Ambruknya Silicon Valley Bank (SVB) menyita perhatian dunia. Rontoknya bank yang membiayai startup ini pun menimbulkan kekhawatiran akan dampaknya pada Indonesia. Lalu, bagaimana dampaknya bangkrutnya SVB bagi Tanah Air?
Ekonom UOB Indonesia Enrico Tanuwidjaja menjelaskan, bank di Amerika Serikat (AS) khususnya SVB memiliki perbedaan yang mendasar dengan bank di Indonesia. Dia mengatakan, pendanaan SVB berasal dari antar bank. Sementara, pendanaan bank di Indonesia berasal dari ritel.
Dia menuturkan, SVB dihadapkan pada persoalan suku bunga yang tinggi. Di sisi lain, investasi dari bank tersebut rugi.

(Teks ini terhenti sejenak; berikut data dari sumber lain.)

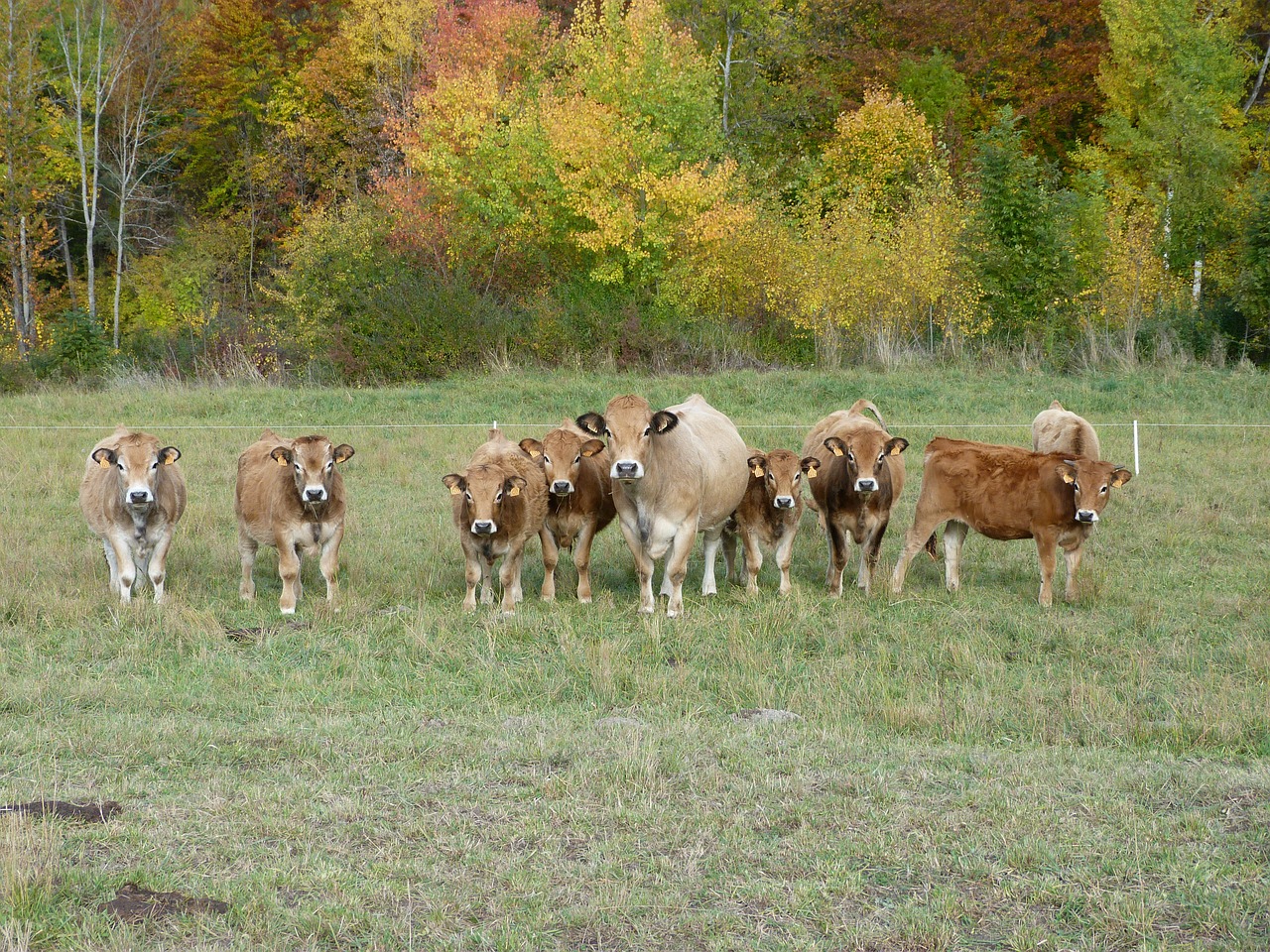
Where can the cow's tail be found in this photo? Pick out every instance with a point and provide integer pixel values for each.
(861, 405)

SCROLL TO CONTINUE WITH CONTENT
"Bank di Amerika kaya SVB dia fundingnya interbank. Kalau kita lebih banyak dari ritel deposit, dana pihak ketiga. Pada saat di sana collaps karena yang naruh deposit itu fintech-fintech semua, uang gede-gede semua, tiba-tiba bunga naik. Dia salah asumsi," ujarnya usai acara Inklusi Ekosistem Digital untuk Pertumbuhan Ekonomi Berkelanjutan di UOB Plaza Jakarta, Selasa (28/3/2023).
Dia mengatakan, persoalan yang melanda SVB ialah krisis likuiditas. Hal itu terjadi karena manajemen risikonya tidak begitu baik.

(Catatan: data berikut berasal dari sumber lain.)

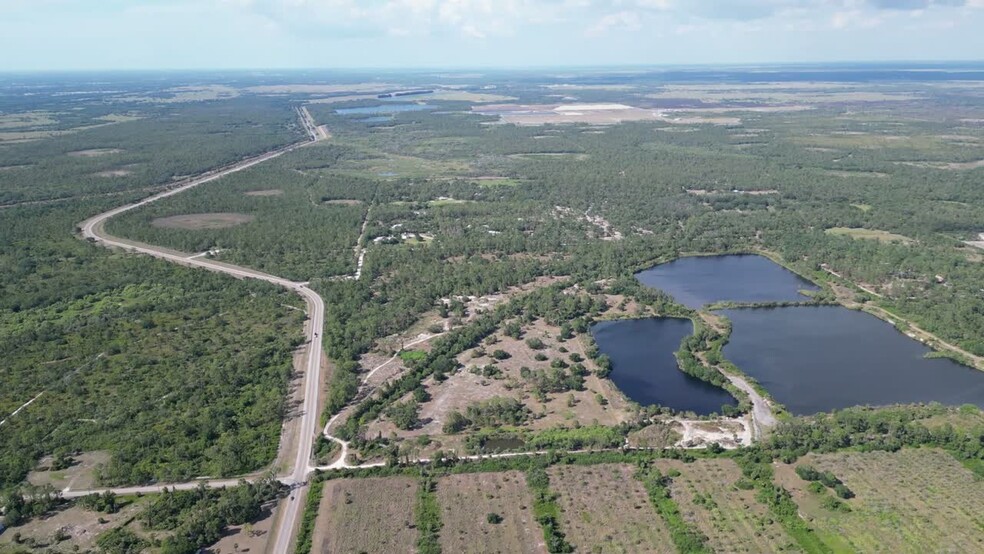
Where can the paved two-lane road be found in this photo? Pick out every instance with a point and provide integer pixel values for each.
(92, 229)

"SVB itu sebenarnya krisis likuiditas yang disebabkan risk monitoringnya itu jelek sekali. Dia memang kesalahannya di situ, memang management risikonya fail," ujarnya.

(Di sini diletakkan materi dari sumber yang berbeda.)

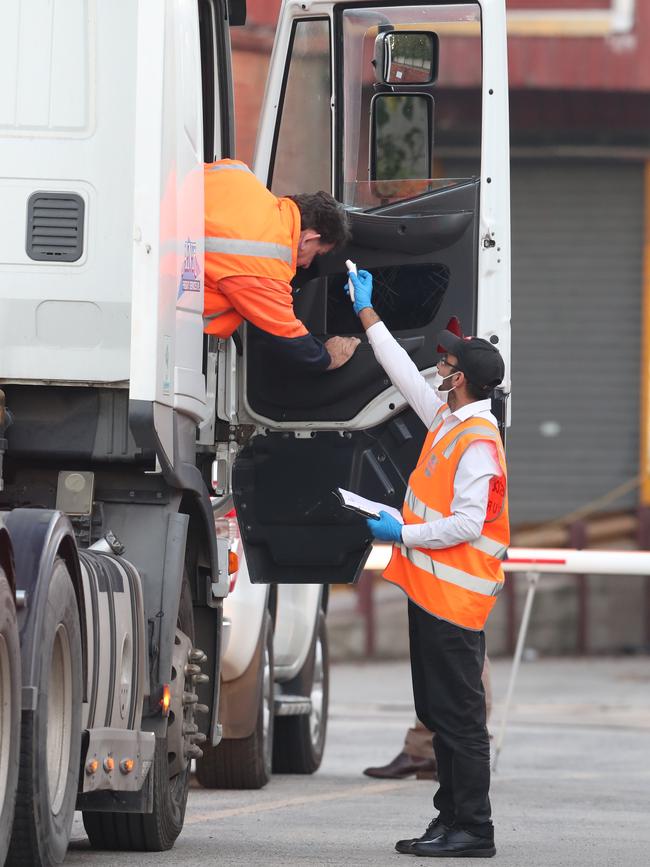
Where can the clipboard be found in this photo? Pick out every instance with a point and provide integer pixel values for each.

Bagi Indonesia, kata dia, dampaknya hanya sesaat di mana rupiah melemah. Namun, pelemahan itu tidak berlangsung lama.
"Jadi in short menurut saya tidak menular sih, yang menular hanya sesaat banget. Karena persepsi apakah semua bank kena, ternyata nggak," ujarnya.